Average of a list of numbers, stored as strings in a Python list

10,251

Solution 1

num = ['1', '2', '', '6']
L = [int(n) for n in num if n]
ave = sum(L)/float(len(L)) if L else '-'

or

num = ['1', '2', '', '6']
L = [float(n) for n in num if n]
avg = sum(L)/len(L) if L else '-'

Solution 2

In Python 3.4 use the statistics library:

from statistics import mean
num = ['1', '2', '', '6']
ave = mean(int(n) for n in num if n)

Solution 3

You can discard the square brackets. sum accepts generator expressions, too:

total  = sum(int(n) if n else 0 for n in num)
length = sum(1 if n else 0 for n in num)

And since generators yields the value only when needed, you save the expensive cost of storing a list in the memory.
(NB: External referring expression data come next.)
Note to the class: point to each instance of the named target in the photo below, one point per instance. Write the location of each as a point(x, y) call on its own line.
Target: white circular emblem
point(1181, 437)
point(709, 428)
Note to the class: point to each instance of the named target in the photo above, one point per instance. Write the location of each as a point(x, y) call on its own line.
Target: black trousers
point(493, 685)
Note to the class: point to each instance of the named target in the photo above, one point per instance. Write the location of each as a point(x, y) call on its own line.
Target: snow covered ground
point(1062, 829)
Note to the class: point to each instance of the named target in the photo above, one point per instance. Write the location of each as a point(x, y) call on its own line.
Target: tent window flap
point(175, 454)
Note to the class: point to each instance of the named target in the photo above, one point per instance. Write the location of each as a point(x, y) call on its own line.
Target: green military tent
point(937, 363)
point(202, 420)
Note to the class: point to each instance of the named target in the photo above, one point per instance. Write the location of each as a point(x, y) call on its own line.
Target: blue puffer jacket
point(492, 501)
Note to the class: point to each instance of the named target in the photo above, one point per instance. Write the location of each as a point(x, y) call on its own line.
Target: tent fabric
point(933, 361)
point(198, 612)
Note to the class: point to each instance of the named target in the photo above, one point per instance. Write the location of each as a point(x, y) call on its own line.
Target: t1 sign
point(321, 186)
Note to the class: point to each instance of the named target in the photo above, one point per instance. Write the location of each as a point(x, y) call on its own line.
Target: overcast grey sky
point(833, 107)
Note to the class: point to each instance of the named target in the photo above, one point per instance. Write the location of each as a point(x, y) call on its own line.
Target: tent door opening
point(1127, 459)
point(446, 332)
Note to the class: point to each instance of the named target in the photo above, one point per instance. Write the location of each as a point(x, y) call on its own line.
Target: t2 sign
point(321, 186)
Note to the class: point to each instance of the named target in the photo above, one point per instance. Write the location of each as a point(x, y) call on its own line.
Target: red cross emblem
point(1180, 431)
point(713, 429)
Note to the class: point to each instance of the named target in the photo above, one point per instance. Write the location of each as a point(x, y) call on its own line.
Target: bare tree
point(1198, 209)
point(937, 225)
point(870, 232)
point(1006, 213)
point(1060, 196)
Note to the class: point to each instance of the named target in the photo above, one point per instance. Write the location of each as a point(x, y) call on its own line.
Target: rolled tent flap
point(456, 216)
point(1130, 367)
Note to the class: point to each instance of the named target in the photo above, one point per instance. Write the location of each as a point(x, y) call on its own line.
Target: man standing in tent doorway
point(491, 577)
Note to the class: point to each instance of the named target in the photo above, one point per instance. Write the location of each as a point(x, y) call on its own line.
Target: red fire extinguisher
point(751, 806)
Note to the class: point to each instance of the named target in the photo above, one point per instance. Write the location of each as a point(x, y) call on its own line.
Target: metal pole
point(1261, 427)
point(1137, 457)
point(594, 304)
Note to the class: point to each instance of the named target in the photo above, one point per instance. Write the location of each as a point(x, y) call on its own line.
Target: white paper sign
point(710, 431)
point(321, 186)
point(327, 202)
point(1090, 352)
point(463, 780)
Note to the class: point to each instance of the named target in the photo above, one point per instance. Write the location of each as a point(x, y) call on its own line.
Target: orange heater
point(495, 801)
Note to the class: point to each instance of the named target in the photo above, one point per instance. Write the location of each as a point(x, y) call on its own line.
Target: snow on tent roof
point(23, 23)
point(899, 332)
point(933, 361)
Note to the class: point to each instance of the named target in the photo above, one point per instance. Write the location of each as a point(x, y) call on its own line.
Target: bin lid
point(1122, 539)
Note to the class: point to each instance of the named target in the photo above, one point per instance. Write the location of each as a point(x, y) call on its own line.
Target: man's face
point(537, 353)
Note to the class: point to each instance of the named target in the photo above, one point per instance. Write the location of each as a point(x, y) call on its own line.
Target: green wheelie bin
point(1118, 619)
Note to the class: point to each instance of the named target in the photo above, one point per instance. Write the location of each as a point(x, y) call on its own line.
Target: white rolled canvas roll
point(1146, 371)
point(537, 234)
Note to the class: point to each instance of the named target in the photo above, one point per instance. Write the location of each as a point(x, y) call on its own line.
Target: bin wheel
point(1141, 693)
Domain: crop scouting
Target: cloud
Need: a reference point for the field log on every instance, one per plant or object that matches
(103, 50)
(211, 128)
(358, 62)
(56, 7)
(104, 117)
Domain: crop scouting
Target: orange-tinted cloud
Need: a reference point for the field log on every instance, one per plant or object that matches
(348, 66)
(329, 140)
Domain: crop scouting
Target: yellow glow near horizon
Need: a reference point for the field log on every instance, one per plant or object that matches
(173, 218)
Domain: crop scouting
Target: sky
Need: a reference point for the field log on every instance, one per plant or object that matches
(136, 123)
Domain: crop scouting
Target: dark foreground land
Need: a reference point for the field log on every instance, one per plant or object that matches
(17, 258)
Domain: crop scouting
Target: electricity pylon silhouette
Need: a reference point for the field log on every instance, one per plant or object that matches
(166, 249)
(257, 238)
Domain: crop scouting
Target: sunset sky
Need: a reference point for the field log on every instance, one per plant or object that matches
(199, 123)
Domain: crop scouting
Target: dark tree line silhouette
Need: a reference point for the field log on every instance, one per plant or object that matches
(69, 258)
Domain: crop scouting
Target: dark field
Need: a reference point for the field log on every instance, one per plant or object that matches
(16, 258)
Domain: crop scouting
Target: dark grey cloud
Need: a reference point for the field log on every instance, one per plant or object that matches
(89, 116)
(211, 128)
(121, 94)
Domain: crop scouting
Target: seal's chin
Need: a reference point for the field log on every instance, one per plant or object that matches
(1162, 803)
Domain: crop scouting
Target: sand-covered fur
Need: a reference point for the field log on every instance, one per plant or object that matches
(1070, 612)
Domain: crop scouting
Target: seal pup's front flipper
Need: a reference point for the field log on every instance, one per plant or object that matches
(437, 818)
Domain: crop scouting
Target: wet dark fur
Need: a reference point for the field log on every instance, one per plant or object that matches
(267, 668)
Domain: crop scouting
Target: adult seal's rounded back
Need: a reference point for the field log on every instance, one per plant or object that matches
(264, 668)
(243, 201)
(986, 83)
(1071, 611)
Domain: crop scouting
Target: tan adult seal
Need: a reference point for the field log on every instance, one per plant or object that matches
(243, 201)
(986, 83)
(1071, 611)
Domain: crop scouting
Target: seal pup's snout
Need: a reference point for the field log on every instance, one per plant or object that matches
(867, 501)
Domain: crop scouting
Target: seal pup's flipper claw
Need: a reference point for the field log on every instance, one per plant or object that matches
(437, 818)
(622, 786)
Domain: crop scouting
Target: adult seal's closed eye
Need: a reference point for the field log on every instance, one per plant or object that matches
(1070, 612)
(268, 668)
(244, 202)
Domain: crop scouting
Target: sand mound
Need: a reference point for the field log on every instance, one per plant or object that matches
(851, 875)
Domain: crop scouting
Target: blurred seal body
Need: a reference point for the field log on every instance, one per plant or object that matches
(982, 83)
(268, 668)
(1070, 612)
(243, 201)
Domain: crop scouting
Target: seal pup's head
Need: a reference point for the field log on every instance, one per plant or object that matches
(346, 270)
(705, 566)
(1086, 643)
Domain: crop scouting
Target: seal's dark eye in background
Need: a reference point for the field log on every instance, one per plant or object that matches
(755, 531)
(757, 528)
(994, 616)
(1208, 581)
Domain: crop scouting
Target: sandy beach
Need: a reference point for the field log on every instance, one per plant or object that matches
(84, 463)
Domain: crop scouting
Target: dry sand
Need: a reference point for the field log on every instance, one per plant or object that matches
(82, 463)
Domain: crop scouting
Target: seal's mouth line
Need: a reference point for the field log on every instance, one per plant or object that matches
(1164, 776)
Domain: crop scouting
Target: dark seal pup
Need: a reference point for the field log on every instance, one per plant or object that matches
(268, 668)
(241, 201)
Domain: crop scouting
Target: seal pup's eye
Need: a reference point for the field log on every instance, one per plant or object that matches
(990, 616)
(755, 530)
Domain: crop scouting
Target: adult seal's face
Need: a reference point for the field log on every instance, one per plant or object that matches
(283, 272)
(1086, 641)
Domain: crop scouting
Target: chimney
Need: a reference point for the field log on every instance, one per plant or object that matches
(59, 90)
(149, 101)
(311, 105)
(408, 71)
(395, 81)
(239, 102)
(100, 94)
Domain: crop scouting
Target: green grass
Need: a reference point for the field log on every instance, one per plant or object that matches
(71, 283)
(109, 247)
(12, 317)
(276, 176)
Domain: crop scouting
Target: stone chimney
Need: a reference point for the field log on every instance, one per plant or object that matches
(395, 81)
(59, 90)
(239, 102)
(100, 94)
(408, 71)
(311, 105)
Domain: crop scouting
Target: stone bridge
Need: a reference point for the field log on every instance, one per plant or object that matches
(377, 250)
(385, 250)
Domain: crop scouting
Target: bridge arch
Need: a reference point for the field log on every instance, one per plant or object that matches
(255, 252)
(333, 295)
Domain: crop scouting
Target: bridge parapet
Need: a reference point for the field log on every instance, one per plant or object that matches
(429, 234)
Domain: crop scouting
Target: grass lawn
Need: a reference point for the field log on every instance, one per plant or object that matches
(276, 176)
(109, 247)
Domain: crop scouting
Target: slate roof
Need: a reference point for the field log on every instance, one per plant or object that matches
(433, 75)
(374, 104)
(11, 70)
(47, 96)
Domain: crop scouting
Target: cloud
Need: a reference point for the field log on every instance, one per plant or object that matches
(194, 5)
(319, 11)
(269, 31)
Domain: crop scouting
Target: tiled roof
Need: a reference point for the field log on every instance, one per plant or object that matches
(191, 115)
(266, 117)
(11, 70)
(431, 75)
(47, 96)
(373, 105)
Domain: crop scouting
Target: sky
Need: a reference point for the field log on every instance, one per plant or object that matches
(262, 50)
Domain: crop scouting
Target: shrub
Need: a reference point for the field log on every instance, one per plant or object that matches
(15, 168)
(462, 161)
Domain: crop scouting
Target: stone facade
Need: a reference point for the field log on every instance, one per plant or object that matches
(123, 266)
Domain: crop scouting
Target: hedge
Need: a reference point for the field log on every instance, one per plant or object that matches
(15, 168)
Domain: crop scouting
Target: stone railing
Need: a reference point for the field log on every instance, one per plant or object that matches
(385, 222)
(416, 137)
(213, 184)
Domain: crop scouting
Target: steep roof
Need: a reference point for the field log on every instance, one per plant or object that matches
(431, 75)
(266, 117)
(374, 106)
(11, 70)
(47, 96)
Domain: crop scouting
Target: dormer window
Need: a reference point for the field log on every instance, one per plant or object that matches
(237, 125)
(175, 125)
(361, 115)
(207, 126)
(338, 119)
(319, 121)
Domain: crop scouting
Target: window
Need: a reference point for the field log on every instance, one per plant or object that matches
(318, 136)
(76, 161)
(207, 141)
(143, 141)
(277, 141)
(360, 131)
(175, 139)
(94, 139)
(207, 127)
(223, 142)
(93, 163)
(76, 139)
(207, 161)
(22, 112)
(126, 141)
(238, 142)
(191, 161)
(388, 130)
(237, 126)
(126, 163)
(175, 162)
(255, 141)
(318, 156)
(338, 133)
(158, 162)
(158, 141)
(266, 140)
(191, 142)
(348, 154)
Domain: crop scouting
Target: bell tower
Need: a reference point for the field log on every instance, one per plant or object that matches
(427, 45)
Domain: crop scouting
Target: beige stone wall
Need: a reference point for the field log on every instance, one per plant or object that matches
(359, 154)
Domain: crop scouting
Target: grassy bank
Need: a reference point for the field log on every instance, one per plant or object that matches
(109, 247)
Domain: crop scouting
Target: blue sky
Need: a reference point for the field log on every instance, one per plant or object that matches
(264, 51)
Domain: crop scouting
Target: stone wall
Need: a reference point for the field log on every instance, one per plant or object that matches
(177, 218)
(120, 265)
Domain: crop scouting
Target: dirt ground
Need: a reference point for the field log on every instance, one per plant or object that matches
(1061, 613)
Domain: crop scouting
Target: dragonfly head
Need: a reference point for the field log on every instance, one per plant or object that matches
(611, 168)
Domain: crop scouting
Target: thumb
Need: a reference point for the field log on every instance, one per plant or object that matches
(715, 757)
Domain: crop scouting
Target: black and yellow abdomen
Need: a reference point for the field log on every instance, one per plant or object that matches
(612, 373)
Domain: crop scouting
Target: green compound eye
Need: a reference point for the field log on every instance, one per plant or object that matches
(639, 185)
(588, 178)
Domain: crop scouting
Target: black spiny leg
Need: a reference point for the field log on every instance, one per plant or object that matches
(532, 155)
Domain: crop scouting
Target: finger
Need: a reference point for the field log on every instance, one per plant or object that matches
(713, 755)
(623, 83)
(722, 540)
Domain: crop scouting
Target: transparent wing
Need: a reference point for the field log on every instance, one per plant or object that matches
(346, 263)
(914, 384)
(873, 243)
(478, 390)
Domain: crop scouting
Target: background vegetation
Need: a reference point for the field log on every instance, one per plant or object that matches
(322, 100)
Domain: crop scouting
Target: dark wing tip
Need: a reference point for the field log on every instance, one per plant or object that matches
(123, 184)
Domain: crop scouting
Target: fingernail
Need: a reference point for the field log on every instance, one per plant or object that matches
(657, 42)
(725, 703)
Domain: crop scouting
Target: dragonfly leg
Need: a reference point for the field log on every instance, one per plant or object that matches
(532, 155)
Especially if you're dealing with bigger datas.

Solution 4

Here's some timing on OP's solution vs. aIKid's solution vs. gnibbler's solutions, using a list of 100,000 numbers in 1..9 (plus the empty string) and 10 trials:

import timeit

setup = '''
from __main__ import f1, f2, f3, f4
import random


random.seed(0)
choices = ['1', '2', '3', '4', '5', '6', '7', '8', '9', '']
num = [random.choice(choices) for _ in range(10**5)]
'''

def f1(num): # OP
    total  = sum([int(n) if n else 0 for n in num])
    length = sum([1 if n else 0 for n in num])
    ave    = float(total)/length if length > 0 else '-'
    return ave

def f2(num): # aIKid
    total = sum(int(n) if n else 0 for n in num)
    length = sum(1 if n else 0 for n in num)
    ave = float(total)/length if length > 0 else '-'
    return ave

def f3(num): # gnibbler 1
    L = [int(n) for n in num if n]
    ave = sum(L)/float(len(L)) if L else '-'
    return ave

def f4(num): # gnibbler 2
    L = [float(n) for n in num if n]
    ave = sum(L)/float(len(L)) if L else '-'
    return ave

number = 10
things = ['f1(num)', 'f2(num)', 'f3(num)', 'f4(num)']
for thing in things:
    print(thing, timeit.timeit(thing, setup=setup, number=number))

Result:

f1(num) 1.8177659461490339 # OP
f2(num) 2.0769015213241513 # aIKid
f3(num) 1.6350571199344595 # gnibbler 1
f4(num) 0.807052779158564  # gnibbler 2

It looks like gnibbler's solution using float is the fastest here.

Share:
10,251
user
Author by

user

Updated on June 04, 2022

Comments

  • user
    user almost 2 years

    I want to calculate the average value of several lists in python. These lists contain numbers as strings. Empty string isn't zero, it means a missing value.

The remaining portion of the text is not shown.